Some of the key waste streams from breweries are in spent grain and yeast – the largest byproducts of the brewing process. Milwaukee’s brewery has long-standing contracts to sell those materials to buyers who can use them.
“All of the spent grain goes to cattle feed. Cargill handles it, and they sell it to farmers,” Guiliani said. “The yeast is sold and goes into canned soups and other food products. This is a revenue stream for us. So are the glass, cardboard and aluminum. Each plant knows and tracks how much is generated every month.”
Green roofs
The Milwaukee brewery is not only focusing on “green” programs on the operations side. Last September, the brewery completed the installation of a green roof on top of one of its administrative buildings.
“Because this is an old manufacturing facility, we were intrigued that we could do the new and cool thing,” Moschea said. “This is the first green roof in the MillerCoors facilities. It’s an innovation thing.”
Instead of the traditional bed of gravel that covers most commercial buildings, most of the surface of the administrative building is now covered with four types of sedum, a low-growing plant that holds large quantities of water. Although the brewery has not been able to track the energy savings for the building, Guiliani said the green roof will generate savings in several areas.

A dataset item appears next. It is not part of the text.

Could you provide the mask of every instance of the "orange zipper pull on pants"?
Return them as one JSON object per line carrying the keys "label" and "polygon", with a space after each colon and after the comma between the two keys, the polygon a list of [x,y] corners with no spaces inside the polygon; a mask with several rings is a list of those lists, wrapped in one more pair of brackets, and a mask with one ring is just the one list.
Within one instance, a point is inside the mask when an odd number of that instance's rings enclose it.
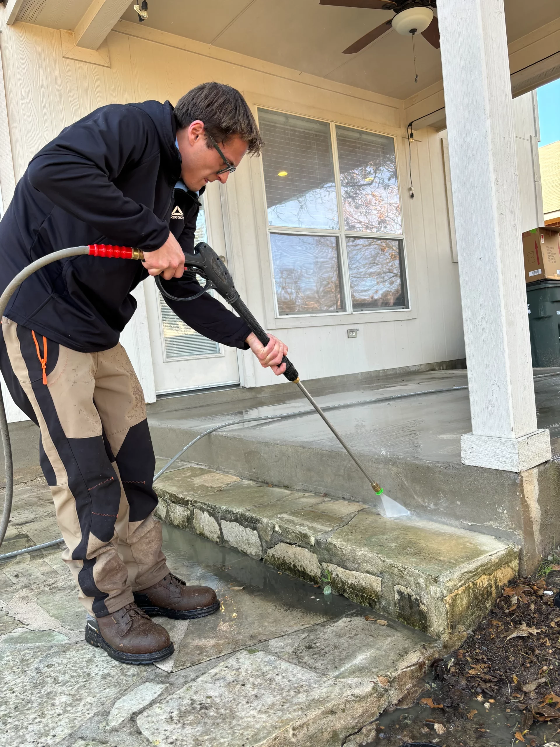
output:
{"label": "orange zipper pull on pants", "polygon": [[41,358],[41,353],[39,350],[39,343],[37,341],[37,338],[35,337],[35,332],[31,329],[31,335],[33,335],[33,339],[35,342],[35,347],[37,348],[37,356],[41,364],[41,368],[43,368],[43,383],[46,385],[46,338],[43,335],[43,350],[45,353],[45,357]]}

“Studies show that there is a 25-percent reduction in heating and cooling costs for the floor that is below a green roof,” she said. “Our stormwater runoff is reduced, and contaminants are reduced. It will also extend the roof life.”

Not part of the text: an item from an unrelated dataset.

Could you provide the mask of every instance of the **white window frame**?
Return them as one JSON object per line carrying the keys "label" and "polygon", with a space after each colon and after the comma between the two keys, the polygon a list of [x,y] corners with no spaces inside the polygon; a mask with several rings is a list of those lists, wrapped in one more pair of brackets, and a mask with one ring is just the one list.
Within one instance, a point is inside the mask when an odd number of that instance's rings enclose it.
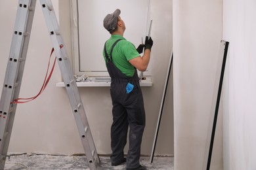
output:
{"label": "white window frame", "polygon": [[[92,0],[93,1],[93,0]],[[146,21],[146,30],[149,29],[150,25],[150,1],[148,5],[148,16]],[[72,53],[73,53],[73,67],[75,75],[85,75],[89,76],[109,76],[106,70],[104,71],[81,71],[80,69],[80,52],[79,52],[79,12],[78,12],[78,0],[70,1],[71,6],[71,24],[72,24]],[[146,30],[145,30],[146,36]],[[103,60],[103,58],[102,58]],[[143,76],[151,76],[151,65],[148,67],[148,70],[144,72]],[[139,71],[140,72],[140,71]],[[140,73],[138,73],[139,75]]]}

The Milwaukee brewery hoped to develop a second green roof on another of its buildings this year, but that project has been put on hold because of budget constraints.
“We’ll run it (up the flagpole) again in 2011 when capital projects come up,” Guiliani said. “The engineering is done. And our brewery in Trenton, Ohio, is looking at one too.”
The green roof is helping to spur additional green developments at the Milwaukee brewery, Moschea said.
“We do some of these things not because the ROI is splendid, but because they’re the right things to do,” he said. “If you can do it at a brewery that’s 155 years old, you can do it anywhere. It feeds other parts of the business. It lets us say, ‘Let’s go for it. Let’s try it.’ It reduces that fear of failure.”